Employers already have a clear responsibility to manage and minimise the risks from work activities. They must develop suitable and sufficient control measures and ways of maintaining them. They should:
  • identify hazards and potentially significant risks
  • take action to prevent and control risks
  • keep control measures under regular review
To be effective in the long term, control measures must be practical, workable and sustainable. The principles of good control are now part of the COSHH Regulations - they appear in Schedule 2A, aligned with Reg. 7(7). Employers who do not follow these principles will not be properly protecting their employees.
 
They are to:
  1. Design and operate processes and activities to minimise emission, release and spread of substances hazardous to health
  2. Take into account all relevant routes of exposure
  3. Control exposure by measures that are proportionate to the health risk
  4. Choose the most effective and reliable control options which minimise the escape and spread of substances hazardous to health
  5. Where adequate control of exposure cannot be achieved by other means, provide, in combination with other control measures, suitable personal protective equipment
  6. Check and review regularly all elements of control measures for their continuing effectiveness
  7. Inform and train all employees on the hazards and risks from the substances with which they work and the use of control measures developed to minimise the risks
  8. Ensure that the introduction of control measures does not increase the overall risk to health and safety
Guidance on applying the principles was also published on 6 April to help employers. In the coming months case studies illustrating good practice will be published on HSE's COSHH website.

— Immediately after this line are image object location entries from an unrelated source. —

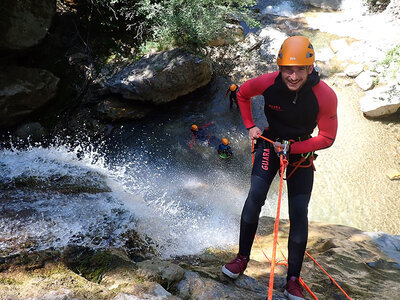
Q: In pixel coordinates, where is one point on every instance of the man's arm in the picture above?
(326, 120)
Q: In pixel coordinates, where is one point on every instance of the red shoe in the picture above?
(236, 266)
(294, 290)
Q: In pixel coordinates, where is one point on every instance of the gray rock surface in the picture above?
(22, 91)
(160, 78)
(25, 23)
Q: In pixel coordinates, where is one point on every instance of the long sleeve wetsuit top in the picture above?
(292, 115)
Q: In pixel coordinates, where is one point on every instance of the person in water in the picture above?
(233, 88)
(224, 150)
(296, 101)
(201, 134)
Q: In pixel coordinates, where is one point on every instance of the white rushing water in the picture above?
(181, 213)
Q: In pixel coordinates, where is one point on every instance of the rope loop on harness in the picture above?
(283, 164)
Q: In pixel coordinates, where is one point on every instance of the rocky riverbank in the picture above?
(350, 256)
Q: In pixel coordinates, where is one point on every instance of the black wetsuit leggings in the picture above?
(299, 186)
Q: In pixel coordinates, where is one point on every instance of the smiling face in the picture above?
(295, 76)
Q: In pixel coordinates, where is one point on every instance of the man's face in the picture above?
(295, 76)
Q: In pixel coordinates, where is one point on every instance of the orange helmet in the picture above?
(296, 51)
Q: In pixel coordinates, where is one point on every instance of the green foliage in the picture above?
(191, 23)
(160, 24)
(391, 62)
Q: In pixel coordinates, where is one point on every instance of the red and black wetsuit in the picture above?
(291, 116)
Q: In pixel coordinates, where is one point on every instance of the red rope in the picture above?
(330, 277)
(284, 163)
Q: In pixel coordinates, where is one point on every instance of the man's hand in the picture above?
(281, 148)
(254, 132)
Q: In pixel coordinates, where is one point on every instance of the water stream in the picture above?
(146, 177)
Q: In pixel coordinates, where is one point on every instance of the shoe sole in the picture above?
(292, 297)
(229, 273)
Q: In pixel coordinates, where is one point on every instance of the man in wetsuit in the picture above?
(201, 134)
(224, 150)
(296, 101)
(233, 88)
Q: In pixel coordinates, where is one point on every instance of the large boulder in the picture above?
(22, 91)
(325, 4)
(381, 101)
(159, 78)
(25, 23)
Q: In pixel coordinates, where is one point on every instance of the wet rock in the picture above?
(354, 70)
(365, 81)
(394, 175)
(25, 23)
(160, 271)
(22, 91)
(380, 101)
(115, 109)
(159, 78)
(193, 286)
(148, 290)
(231, 34)
(325, 4)
(337, 45)
(32, 131)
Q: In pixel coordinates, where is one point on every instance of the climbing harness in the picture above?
(298, 164)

Good practice advice on controlling chemicals is available at HSE's COSHH Essentials website.
New versions of the COSHH Approved Code of Practice: EH40 (the list of exposure limits), and the brief guide to COSHH leaflet are available from the HSE Books website, telephone 01787 881165, fax 01787 313995. A brief guide (pdf, 80KB) is also available on the HSE website.
What should Unite reps be doing?
  • Ensure you are involved in the COSHH assessment, so that no substance is used without having first been fully assessed.
  • Use your rights to health and safety information to request and take copies of COSHH assessments and records of monitoring, including the results of local exhaust ventilation tests.
  • Check that measures to first prevent and then control exposure are introduced.
  • Ensure that the employer provides information and training in the risks and alternative means of working with substances hazardous to health.
  • Ask your employer whether there is a COSHH Essentials control solution for the jobs you do. If there is, make sure it is applied.